Saturday, August 18, 2007

A Secret Atlas

Third time's the charm, I guess.

I'm a big fan of Michael Stackpole. At first it was just because of his Star Wars novels (which, in my not so humble opinion, are better than those of Timothy Zahn. Yes, I went there!). But I finally decided to read his other books such as Talion: Revenant and the DragonCrown War Cycle. So I was extremely excited a few years ago when this book came out.

But I had a little trouble with A Secret Atlas the first time I read it. Lots of characters, lots of place names, and a very complex plot. I read it a second time when the second book in the series, Cartomancy, came out. And now I've read it a third time since the third book, The New World, came out.

I'm glad I did. I didn't fully appreciate how rich a world Stackpole created the first time around.

The story revolves around the Anturasi clan, the royal cartographers of Nalenyr. They are charged with charting the world around them, a world emerging from the throes of what they call the Cataclysm, when a massive release of wild magic brought about an ice age. The charts created by Qiro Anturasi, the clan's patriarch, allows the merchants of Nalenyr to prosper greatly, much to the envy of their neighbors.

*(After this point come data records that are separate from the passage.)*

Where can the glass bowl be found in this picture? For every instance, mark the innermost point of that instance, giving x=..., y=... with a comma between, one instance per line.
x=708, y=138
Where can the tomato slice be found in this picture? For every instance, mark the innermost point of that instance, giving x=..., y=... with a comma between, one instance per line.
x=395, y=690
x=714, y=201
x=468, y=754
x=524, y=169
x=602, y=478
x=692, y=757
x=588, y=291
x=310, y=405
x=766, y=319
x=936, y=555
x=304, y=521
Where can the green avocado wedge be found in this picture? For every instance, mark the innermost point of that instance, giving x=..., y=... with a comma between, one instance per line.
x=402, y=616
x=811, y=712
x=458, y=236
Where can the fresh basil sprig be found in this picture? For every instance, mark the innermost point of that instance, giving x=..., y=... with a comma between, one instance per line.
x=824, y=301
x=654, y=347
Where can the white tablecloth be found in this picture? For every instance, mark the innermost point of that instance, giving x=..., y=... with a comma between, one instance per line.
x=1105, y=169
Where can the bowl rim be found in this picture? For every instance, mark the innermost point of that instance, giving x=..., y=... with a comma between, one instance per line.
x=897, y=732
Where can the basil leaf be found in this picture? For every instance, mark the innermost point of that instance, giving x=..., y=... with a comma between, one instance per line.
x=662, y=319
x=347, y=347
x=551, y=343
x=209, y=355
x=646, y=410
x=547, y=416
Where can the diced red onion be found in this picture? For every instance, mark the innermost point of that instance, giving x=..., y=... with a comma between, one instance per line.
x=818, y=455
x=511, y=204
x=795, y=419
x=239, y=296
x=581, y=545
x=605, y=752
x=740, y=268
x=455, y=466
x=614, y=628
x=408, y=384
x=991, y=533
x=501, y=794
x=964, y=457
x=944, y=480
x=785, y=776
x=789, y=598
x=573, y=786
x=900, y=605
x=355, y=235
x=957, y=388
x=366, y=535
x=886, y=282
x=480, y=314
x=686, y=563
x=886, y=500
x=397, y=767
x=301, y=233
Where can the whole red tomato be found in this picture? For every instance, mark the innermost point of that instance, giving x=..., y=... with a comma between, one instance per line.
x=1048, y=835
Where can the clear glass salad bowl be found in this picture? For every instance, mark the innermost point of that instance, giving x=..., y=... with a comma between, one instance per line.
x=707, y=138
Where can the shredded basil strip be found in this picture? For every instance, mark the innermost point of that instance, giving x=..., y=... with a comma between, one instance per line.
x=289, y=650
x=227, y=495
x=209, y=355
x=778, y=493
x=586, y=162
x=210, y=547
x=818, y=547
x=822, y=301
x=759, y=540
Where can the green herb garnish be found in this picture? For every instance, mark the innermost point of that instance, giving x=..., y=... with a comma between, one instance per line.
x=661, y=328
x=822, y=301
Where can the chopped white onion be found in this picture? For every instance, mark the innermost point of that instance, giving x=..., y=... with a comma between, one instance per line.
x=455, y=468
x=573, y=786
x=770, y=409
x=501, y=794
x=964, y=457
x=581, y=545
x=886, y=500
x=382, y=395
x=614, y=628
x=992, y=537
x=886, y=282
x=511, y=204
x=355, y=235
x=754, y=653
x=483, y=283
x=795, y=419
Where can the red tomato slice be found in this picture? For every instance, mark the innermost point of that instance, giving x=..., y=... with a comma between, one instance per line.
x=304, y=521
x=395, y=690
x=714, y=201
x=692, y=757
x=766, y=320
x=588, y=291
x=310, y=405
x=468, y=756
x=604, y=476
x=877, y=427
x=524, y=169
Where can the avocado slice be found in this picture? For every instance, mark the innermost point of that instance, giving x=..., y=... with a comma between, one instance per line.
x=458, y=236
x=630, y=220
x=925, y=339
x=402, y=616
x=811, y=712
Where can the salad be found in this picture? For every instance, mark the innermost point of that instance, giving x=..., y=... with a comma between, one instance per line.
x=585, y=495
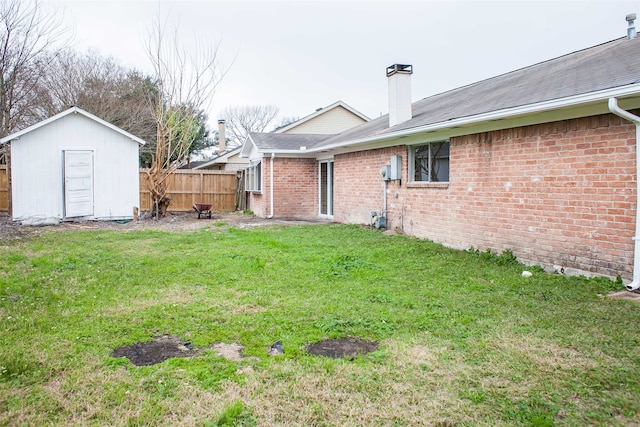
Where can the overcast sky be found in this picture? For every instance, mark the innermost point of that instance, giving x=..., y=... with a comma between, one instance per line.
x=302, y=55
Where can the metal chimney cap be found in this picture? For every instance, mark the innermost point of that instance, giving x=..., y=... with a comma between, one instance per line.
x=399, y=69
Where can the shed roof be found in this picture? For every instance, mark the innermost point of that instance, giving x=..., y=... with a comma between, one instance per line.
x=321, y=111
x=72, y=110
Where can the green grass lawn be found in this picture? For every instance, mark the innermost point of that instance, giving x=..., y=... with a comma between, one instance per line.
x=465, y=340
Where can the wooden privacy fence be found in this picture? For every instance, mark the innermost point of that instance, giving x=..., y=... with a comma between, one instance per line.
x=187, y=186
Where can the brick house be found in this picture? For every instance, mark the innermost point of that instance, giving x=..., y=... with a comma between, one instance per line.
x=541, y=161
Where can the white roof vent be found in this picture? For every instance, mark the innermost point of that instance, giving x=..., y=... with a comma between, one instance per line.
x=631, y=31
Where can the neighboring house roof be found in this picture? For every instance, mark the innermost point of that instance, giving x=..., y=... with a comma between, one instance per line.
x=578, y=84
x=72, y=110
x=193, y=165
x=319, y=112
x=267, y=141
x=280, y=142
x=222, y=158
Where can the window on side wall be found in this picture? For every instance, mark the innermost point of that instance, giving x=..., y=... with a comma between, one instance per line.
x=430, y=162
x=254, y=177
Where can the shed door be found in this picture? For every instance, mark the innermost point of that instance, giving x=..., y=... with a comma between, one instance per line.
x=78, y=183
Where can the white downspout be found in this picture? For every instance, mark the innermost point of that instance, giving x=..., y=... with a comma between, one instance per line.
x=613, y=107
x=273, y=155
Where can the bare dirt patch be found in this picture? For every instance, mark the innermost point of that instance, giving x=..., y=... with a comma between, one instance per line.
x=156, y=351
x=342, y=347
x=627, y=295
x=167, y=346
x=173, y=222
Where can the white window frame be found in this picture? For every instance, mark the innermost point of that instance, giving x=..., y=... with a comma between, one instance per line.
x=328, y=190
x=253, y=179
x=431, y=161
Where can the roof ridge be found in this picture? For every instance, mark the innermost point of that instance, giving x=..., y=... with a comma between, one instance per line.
x=519, y=69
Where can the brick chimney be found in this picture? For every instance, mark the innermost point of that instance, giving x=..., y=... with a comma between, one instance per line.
x=399, y=77
x=222, y=140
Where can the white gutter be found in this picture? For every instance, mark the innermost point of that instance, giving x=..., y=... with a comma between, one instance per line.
x=613, y=107
x=273, y=155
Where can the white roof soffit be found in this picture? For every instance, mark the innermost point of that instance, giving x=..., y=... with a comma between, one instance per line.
x=530, y=109
x=71, y=110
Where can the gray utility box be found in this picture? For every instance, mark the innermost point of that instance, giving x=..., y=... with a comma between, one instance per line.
x=396, y=168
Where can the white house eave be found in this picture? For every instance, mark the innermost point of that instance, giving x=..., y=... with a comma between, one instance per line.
x=540, y=107
x=248, y=143
x=71, y=110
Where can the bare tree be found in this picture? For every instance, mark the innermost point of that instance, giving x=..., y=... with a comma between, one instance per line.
x=28, y=37
x=186, y=81
x=241, y=120
x=101, y=86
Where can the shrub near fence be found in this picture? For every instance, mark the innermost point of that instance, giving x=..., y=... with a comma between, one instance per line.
x=187, y=186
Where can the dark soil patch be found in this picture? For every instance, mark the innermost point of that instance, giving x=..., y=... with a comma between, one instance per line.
x=342, y=347
x=156, y=351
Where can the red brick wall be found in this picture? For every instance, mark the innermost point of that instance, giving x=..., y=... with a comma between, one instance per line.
x=561, y=193
x=296, y=188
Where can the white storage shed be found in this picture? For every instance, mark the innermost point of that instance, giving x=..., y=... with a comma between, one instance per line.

Qiro sends his two grandsons, Keles and Jorim, out on expeditions into the unknown. Keles is sent to explore the Wastes, a place where wild magic still reigns. Jorim is sent south on a ship called the Stormwolf to discover new lands. Both men are accompanied by interesting companions as they put themselves in danger, trying to appease their tempermental grandfather.

But other forces are afoot. Prince Pyrust, the regent of Deseirion, is intent on building an empire for himself and threatens Nalenyr. And on top of that, sinister forces are building that could easily tear apart the world as the Anturasi's know it.

Like I said, I had to read this book three times to truly appreciate it. The world that Stackpole has created for his characters to inhabit is so rich and densely layered with cultures and history that it took me that many times to become truly comfortable with it. Don't let that daunt you, though! Maybe I'm just slow.

Part of the reason I had trouble with the density of the backstory is that I missed some details the first time through. For example, at the end of the book, a character reveals himself. This character is a major bad-guy who gets mentioned in passing once or twice earlier in the book. But because it was only in passing, I had forgotten about him completely when he finally popped up. I was completely confused the first time when I got there. The second and third time, though, I caught the earlier references.

That's only a minor criticism. Really, go read these books. They're a good magical romp set in a world that is slowly being discovered.